Re: "The Podcast of Freedom"?

[identity profile] antayla.livejournal.com 2005-07-11 11:30 pm (UTC)(link)
If there was a tier to be shed in the states (er, the united ones), it would be the federal one :P. Then we might have populations comparable to Australia, much more manageable, not so much concentrated power.

*Tries to imagine what it might be like to hand over state powers to counties, shifting down one level* Y'know, that might actually WORK in the U.S.

Transitions have to be worked at... if it's not working it's worth looking into scrapping. First you gotta find out if it's working or not.

Re: "The Podcast of Freedom"?

[identity profile] tcpip.livejournal.com 2005-07-11 11:32 pm (UTC)(link)

It's interesting in the centralisation index, the US is .515 for federal, .223 for state and .262 for local. So for all that going on about the United States, the states really get a harsh deal out of it.

Mind you, that's part of the reason you had the civil war you know..

Agree with you entirely on transitional programmes.
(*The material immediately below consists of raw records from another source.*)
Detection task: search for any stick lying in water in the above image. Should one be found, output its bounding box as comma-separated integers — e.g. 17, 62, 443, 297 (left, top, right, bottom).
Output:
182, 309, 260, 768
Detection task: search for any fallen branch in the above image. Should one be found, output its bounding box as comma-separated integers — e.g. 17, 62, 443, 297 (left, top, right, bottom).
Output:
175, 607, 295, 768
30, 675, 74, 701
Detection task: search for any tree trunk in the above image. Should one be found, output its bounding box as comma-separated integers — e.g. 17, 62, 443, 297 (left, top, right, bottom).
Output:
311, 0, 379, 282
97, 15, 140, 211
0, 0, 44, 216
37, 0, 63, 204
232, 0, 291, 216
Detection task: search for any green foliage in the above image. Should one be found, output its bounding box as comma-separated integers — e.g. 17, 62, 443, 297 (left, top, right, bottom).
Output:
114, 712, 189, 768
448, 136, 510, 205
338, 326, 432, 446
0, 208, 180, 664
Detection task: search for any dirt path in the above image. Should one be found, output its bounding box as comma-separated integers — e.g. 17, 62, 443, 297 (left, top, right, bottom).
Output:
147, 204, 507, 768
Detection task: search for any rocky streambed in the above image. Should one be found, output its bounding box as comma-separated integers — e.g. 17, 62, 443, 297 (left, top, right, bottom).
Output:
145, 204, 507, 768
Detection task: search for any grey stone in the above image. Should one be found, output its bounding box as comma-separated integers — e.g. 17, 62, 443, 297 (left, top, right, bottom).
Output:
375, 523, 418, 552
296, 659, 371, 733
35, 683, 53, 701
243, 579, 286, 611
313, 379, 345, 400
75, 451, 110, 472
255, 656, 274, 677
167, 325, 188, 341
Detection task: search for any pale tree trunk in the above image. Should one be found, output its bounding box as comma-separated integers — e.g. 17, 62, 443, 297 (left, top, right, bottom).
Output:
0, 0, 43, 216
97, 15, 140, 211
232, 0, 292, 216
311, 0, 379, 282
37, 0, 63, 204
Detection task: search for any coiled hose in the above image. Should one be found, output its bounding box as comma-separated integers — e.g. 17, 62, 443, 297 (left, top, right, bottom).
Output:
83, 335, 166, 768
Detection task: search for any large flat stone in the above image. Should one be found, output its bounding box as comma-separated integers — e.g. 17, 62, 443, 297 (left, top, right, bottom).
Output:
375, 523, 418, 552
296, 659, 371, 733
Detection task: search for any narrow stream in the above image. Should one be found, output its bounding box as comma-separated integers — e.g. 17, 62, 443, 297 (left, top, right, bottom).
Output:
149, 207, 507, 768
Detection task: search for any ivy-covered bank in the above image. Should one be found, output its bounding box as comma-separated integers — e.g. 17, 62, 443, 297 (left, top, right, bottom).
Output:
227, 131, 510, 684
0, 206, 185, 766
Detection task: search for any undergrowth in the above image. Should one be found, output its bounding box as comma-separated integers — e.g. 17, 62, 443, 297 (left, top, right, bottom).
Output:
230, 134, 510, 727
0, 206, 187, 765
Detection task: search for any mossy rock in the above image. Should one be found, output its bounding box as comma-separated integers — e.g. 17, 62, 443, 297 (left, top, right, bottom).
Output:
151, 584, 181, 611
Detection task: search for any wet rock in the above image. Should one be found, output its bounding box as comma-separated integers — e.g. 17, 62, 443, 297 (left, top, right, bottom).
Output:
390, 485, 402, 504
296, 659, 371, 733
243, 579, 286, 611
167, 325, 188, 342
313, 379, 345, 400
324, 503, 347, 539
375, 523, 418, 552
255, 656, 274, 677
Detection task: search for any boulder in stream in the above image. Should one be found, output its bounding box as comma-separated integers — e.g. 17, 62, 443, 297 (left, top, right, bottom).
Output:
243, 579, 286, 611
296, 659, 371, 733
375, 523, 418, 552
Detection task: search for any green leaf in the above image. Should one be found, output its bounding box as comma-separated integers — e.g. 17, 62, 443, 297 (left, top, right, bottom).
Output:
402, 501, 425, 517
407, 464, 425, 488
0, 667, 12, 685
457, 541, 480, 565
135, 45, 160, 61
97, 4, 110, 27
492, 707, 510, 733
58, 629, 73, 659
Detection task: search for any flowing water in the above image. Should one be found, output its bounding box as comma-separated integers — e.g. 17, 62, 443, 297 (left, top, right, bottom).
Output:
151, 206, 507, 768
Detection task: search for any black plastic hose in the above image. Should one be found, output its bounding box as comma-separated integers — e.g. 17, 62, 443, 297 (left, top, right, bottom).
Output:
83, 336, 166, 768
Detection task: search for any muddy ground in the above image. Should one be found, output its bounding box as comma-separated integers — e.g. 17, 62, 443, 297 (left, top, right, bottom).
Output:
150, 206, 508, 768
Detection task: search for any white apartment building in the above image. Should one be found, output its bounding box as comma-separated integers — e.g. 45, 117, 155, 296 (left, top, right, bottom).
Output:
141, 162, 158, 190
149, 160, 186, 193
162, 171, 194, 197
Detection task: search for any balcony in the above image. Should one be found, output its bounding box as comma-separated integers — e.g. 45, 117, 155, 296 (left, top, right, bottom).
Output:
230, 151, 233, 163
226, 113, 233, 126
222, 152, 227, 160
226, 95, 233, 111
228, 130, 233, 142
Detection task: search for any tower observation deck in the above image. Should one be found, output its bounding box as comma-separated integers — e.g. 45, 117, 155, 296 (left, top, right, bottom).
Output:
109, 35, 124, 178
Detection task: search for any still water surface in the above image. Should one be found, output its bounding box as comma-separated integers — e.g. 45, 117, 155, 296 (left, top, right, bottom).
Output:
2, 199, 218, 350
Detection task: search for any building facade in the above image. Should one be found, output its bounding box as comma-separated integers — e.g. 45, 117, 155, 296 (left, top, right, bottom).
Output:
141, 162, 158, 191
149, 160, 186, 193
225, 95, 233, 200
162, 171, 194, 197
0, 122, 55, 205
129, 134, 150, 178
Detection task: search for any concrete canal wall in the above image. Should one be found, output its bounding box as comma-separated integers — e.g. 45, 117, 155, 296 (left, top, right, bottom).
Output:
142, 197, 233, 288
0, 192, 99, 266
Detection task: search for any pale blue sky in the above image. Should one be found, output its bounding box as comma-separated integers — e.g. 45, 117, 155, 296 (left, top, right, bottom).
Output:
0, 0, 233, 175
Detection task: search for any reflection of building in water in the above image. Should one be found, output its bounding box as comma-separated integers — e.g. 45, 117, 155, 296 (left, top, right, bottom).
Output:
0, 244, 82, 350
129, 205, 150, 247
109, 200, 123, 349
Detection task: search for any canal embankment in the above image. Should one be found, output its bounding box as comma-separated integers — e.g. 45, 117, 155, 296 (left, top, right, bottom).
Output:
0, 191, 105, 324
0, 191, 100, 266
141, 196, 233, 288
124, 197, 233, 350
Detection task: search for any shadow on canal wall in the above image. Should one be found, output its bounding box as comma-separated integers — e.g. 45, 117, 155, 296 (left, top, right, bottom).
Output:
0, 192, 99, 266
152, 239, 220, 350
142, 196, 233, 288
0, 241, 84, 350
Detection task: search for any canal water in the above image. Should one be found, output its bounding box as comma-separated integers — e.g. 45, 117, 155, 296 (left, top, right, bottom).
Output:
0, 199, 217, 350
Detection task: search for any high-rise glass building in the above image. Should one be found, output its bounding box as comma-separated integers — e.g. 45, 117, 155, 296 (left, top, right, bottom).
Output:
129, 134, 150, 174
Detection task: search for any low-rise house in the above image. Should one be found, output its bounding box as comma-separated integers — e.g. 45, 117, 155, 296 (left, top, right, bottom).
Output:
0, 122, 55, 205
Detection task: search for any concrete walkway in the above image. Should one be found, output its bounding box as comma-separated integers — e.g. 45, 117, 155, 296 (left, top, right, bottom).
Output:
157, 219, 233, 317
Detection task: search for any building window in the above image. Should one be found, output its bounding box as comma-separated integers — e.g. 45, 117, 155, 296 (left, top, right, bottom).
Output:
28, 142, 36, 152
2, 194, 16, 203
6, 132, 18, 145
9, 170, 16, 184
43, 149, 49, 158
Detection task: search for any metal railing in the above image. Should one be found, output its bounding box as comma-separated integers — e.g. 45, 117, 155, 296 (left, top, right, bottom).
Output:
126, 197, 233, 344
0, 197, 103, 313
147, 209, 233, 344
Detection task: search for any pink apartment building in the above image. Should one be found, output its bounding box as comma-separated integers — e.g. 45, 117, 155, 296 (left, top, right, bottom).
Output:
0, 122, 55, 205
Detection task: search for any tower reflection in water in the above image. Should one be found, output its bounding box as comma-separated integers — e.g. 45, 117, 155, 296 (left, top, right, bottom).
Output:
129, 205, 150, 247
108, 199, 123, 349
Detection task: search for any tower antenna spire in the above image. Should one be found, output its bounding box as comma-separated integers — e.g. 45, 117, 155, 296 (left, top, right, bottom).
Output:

It's the way to go.

Re: "The Podcast of Freedom"?

[identity profile] antayla.livejournal.com 2005-07-11 11:42 pm (UTC)(link)
Part :P.

I've heard about 3 or 4 different stories about why the civil war happened. Some say "state's rights" on the side of the confederacy, some "state's rights" on the side of union states, some say "just abolition" on either side. Some say centralization was the whole goal of the union... (I quote my crazy republican friend "the War of Northern Aggression." it goes on.

Us kids, we just wanna get over that whole damn thing and get on with our lives. Sucks to live with the heritage of the ignorant; gotta live in the now.

Re: "The Podcast of Freedom"?

[identity profile] tcpip.livejournal.com 2005-07-11 11:47 pm (UTC)(link)

Well, as one person ([livejournal.com profile] erudito) pointed out after the war, people stopped talking about "we United States" and started talking about "the United States".

Re: "The Podcast of Freedom"?

[identity profile] antayla.livejournal.com 2005-07-11 11:48 pm (UTC)(link)
>:).

[identity profile] baralier.livejournal.com 2005-07-11 10:17 pm (UTC)(link)
You're coming to Continuum as well?

Bloody Goth!

[identity profile] tcpip.livejournal.com 2005-07-11 10:39 pm (UTC)(link)

Don't you mean "Bloody science fiction fan"? ;-)

[identity profile] baralier.livejournal.com 2005-07-11 10:46 pm (UTC)(link)
Nope. Haven't you heard Continuum 3 has been renamed GothCon?

Guests:
Neil Gaiman
Poppy Z. Brite

And Opera Macabre playing Live on the Saturday night.

I stand by my original comment: Bloody Goth!

:-)

[identity profile] tcpip.livejournal.com 2005-07-11 10:55 pm (UTC)(link)

Oh, OK. It's GothCon then. Better wear black, right? ;-)

[identity profile] lardarsegreg.livejournal.com 2005-07-11 11:00 pm (UTC)(link)
Too much on my agenda, and some things have to be shed.

Have you got any lessons?

[identity profile] tcpip.livejournal.com 2005-07-11 11:17 pm (UTC)(link)

Lessons? In how to shed things? Nah, I just build this intricate nests ;-)

More seriously, I think I'm pretty good at combining several disparate areas of interest in single themes, so I can work on them simultaneously. Otherwise it would be quite impossible.

[identity profile] vasco-pyjama.livejournal.com 2005-07-12 04:45 am (UTC)(link)
Me likes them rats...

[identity profile] tcpip.livejournal.com 2005-07-12 04:17 pm (UTC)(link)

Methinks the rats like you too... They were very bouncy!